Lalu Arsen benar-benar pergi. Brugh... Ia luruh, terduduk di lantai dingin itu. Arsen yang ia hadapi sama sekali bukan suaminya. Bukan suaminya yang hangat itu. Sama sekali bukan. Begitulah yang terjadi setiap harinya, kembali ke setelan awal, dingin, kaku, bahkan kali ini benar-benar beku.
🌼🌼
Perang dingin itu sudah berlangsung hampir tiga minggu lamanya, seluruh penghuni mansion kembali dicanggungkan suasana dingin majikan mereka.
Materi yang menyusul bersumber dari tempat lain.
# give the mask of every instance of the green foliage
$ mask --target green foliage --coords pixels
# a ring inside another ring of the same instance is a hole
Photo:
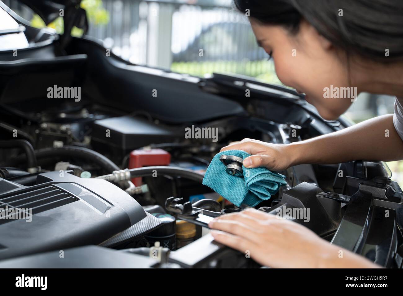
[[[104,9],[102,0],[83,0],[80,6],[85,10],[87,17],[90,24],[95,25],[104,25],[109,21],[109,13]],[[34,14],[31,21],[31,25],[35,28],[44,28],[45,22],[37,14]],[[56,30],[58,34],[63,34],[64,23],[63,18],[59,17],[49,24],[48,27]],[[82,29],[74,27],[71,30],[71,35],[75,37],[82,36]]]

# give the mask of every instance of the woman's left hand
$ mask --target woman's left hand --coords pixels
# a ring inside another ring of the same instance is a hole
[[[275,268],[374,267],[377,266],[320,238],[298,223],[250,208],[209,224],[214,240]]]

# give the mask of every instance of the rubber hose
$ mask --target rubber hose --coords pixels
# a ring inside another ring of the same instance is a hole
[[[27,168],[37,168],[35,151],[31,143],[26,140],[3,140],[0,141],[0,148],[19,148],[25,151],[26,161],[28,164]]]
[[[46,148],[36,150],[35,151],[35,155],[37,159],[60,156],[76,157],[86,159],[89,162],[94,162],[108,172],[120,170],[119,167],[109,159],[93,150],[83,147],[65,146],[57,148]],[[14,166],[25,161],[26,158],[24,156],[21,155],[16,157],[11,161],[13,165],[11,166]]]

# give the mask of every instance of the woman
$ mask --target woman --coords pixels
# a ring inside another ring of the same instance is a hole
[[[245,139],[224,147],[252,156],[246,168],[282,171],[302,164],[403,159],[403,1],[235,0],[284,84],[306,95],[327,120],[355,101],[330,98],[326,88],[353,87],[397,96],[395,114],[289,145]],[[402,98],[399,99],[399,98]],[[374,264],[303,226],[253,209],[216,218],[216,240],[274,267],[373,267]]]

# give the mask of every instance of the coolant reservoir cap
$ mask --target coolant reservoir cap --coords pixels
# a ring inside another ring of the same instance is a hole
[[[179,239],[191,238],[196,236],[196,225],[183,220],[177,220],[177,238]]]

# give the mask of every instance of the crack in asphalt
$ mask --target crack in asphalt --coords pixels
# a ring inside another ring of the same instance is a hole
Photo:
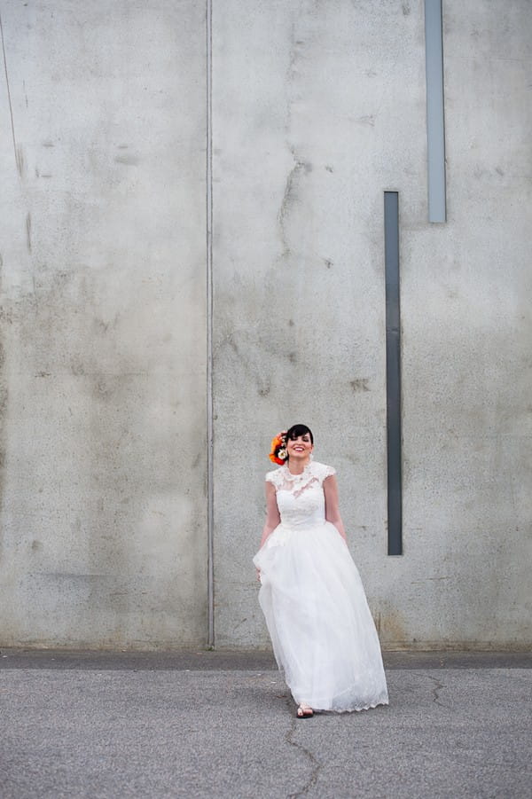
[[[445,688],[445,685],[443,685],[442,682],[441,682],[437,678],[437,677],[432,677],[430,674],[427,674],[426,676],[428,677],[429,679],[431,679],[434,683],[436,684],[434,685],[434,687],[432,689],[434,703],[435,705],[438,705],[439,708],[445,708],[445,705],[442,705],[442,702],[439,701],[440,700],[440,691],[442,691],[443,688]]]
[[[286,706],[288,707],[290,713],[292,713],[292,701],[289,697],[286,697]],[[309,722],[310,722],[310,719],[309,719]],[[305,783],[305,785],[301,788],[300,788],[299,791],[296,791],[293,794],[288,794],[287,799],[298,799],[299,796],[304,796],[305,794],[307,794],[308,791],[309,791],[311,787],[314,787],[314,786],[316,785],[316,783],[317,781],[319,771],[320,771],[321,765],[322,765],[321,763],[319,763],[316,759],[316,757],[314,756],[314,755],[312,754],[312,752],[309,749],[308,749],[302,744],[298,743],[297,741],[293,740],[293,736],[295,734],[297,723],[298,723],[297,718],[292,719],[292,723],[290,725],[290,729],[286,732],[286,733],[285,735],[285,740],[286,741],[286,743],[290,744],[291,747],[293,747],[295,749],[299,749],[301,752],[303,753],[303,755],[305,755],[309,758],[309,760],[310,761],[310,765],[312,767],[312,771],[310,772],[310,777],[309,778],[309,779]]]

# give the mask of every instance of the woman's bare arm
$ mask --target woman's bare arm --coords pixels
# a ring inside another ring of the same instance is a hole
[[[263,546],[266,538],[270,536],[270,533],[274,531],[279,521],[281,521],[281,517],[279,515],[279,509],[277,505],[277,497],[275,493],[275,486],[271,482],[266,483],[266,521],[264,523],[264,529],[262,530],[262,537],[261,538],[261,546]]]
[[[331,474],[330,477],[324,480],[324,493],[325,495],[325,519],[334,525],[347,544],[346,531],[338,506],[338,485],[334,474]]]

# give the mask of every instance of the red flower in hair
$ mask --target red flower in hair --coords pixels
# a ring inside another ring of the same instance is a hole
[[[278,434],[275,438],[271,440],[271,451],[270,453],[270,460],[272,463],[277,463],[280,466],[286,463],[286,458],[288,458],[288,453],[286,452],[286,431],[283,430],[281,433]]]

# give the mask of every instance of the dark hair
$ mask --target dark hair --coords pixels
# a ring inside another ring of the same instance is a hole
[[[312,430],[307,425],[293,425],[289,430],[286,430],[286,441],[293,441],[295,438],[299,438],[300,435],[305,435],[307,433],[310,436],[310,443],[314,444]]]

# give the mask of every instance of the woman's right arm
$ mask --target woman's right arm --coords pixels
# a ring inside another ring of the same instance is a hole
[[[274,531],[278,524],[280,522],[279,509],[277,504],[277,497],[275,493],[275,486],[271,482],[266,483],[266,521],[262,530],[261,538],[261,546],[264,545],[264,542],[270,533]]]

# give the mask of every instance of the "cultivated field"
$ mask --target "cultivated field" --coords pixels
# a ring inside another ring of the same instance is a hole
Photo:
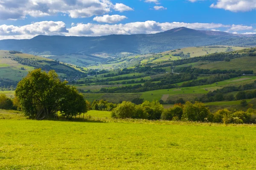
[[[195,67],[210,70],[253,70],[255,72],[256,72],[256,57],[246,57],[231,60],[228,62],[224,61],[218,61],[195,66]]]

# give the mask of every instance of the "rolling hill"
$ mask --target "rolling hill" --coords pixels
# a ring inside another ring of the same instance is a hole
[[[0,50],[0,78],[19,81],[25,77],[29,71],[38,68],[47,71],[54,70],[59,75],[68,79],[71,78],[73,79],[77,75],[84,74],[78,68],[51,59]]]
[[[250,45],[256,45],[255,36],[181,27],[149,34],[97,37],[39,35],[30,40],[0,40],[0,49],[37,55],[58,55],[59,58],[67,54],[85,55],[93,58],[106,54],[116,57],[122,52],[143,54],[209,44],[224,45],[225,42],[228,45],[243,45],[247,44],[244,42],[246,38],[251,39]]]

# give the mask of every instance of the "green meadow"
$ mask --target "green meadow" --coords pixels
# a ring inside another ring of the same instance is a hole
[[[0,110],[0,169],[256,168],[254,125],[113,120],[103,118],[108,112],[88,113],[102,120],[39,121]]]
[[[256,57],[246,57],[230,60],[230,62],[218,61],[209,62],[199,66],[196,68],[210,70],[253,70],[256,71]]]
Keduanya kembali ke model awal-awal menikah. Tidak ada tegur sapa lagi, tidak ada saling senyum saling suap di meja makan, jangankan saling suap, bertemu untuk sekedar makan bersama di meja saja tidak.
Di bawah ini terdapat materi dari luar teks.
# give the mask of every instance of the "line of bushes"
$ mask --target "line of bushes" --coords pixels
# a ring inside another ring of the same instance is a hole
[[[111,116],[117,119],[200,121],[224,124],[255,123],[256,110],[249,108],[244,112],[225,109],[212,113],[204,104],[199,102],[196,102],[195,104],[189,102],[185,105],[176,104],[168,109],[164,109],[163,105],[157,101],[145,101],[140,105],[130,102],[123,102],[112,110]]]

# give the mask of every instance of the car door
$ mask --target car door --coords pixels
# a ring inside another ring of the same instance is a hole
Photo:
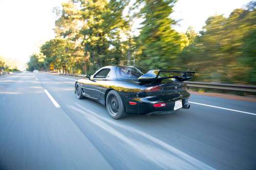
[[[101,94],[104,93],[102,92],[102,85],[104,84],[103,81],[109,80],[110,74],[110,68],[104,68],[93,75],[90,83],[84,87],[87,95],[94,99],[98,99]]]

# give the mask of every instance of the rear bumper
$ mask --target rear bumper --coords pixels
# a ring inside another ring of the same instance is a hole
[[[184,98],[182,99],[179,99],[178,100],[176,100],[174,101],[162,101],[160,103],[165,103],[166,104],[166,106],[162,107],[155,107],[153,106],[153,104],[156,103],[155,102],[152,103],[142,103],[139,104],[139,111],[138,114],[169,114],[173,113],[174,112],[178,110],[175,110],[174,109],[174,106],[175,105],[175,102],[181,100],[182,101],[182,107],[184,107],[185,105],[187,105],[188,102],[188,98]],[[182,107],[182,108],[183,108]]]
[[[130,101],[136,102],[134,106],[126,105],[127,113],[147,114],[169,114],[175,112],[175,102],[179,100],[182,101],[182,108],[188,108],[188,99],[190,94],[186,91],[179,93],[165,95],[162,96],[147,96],[145,98],[136,98],[131,99]],[[164,103],[166,106],[162,107],[155,107],[153,105],[158,103]],[[178,110],[179,110],[179,109]]]

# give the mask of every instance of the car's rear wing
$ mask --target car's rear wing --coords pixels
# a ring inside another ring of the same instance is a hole
[[[169,75],[160,76],[161,73],[169,74]],[[191,79],[196,72],[188,71],[178,71],[168,69],[150,70],[147,73],[140,76],[138,81],[140,82],[150,83],[161,82],[163,79],[174,78],[179,81],[184,81]]]

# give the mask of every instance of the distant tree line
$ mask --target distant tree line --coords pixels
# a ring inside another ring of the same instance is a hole
[[[2,71],[15,72],[19,71],[17,66],[14,63],[7,63],[6,59],[4,57],[0,57],[0,73]],[[8,63],[10,62],[9,61]]]
[[[199,33],[173,29],[175,0],[73,0],[54,9],[55,38],[30,56],[28,69],[92,74],[107,65],[193,70],[194,81],[256,83],[256,2],[228,18],[209,17]],[[126,7],[126,8],[125,8]],[[143,18],[140,34],[132,25]]]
Tidak ada lagi ciuman dan cekikikan di taman belakang sepulang kerja, tidak ada lagi romansa sekertaris dan CEO, bahkan Jenny tidak lagi mengekori Arsen ke kantor. Tidak ada lagi suara adu desah yang terkadang samar-samar didengar para maid di kamar tuannya itu.
Mungkin Arsen takut akan drama zolpidem dan jajarannya kembali terulang, setiap malam ia akan tidur disebelah Jenny dahulu, karena apapun ceritanya dialah obat tidur paling ampuh dan sama sekali tak beresiko bagi Jenny. Arsen selalu melakukan itu meskipun mereka saling tidak bicara. Setelah yakin Jenny benar-benar tertidur ia akan segera pindah ke kamar lain, begitu seterusnya. Jenny tidak pernah lagi melihat pria itu tertidur disampingnya ketika pagi datang. Entah sudah pergi ke kantor, atau sudah berada di ruang kerjanya. Arsen sudah terang-terangan menghindarinya.
Jujur hatinya sakit sekali dengan semua ini, tapi bagaimanapun juga ia masih Jenny yang punya ego, dan menjunjung harga dirinya yang tinggi. Tidak akan menyapa duluan, jika bukan karena sesuatu yang penting.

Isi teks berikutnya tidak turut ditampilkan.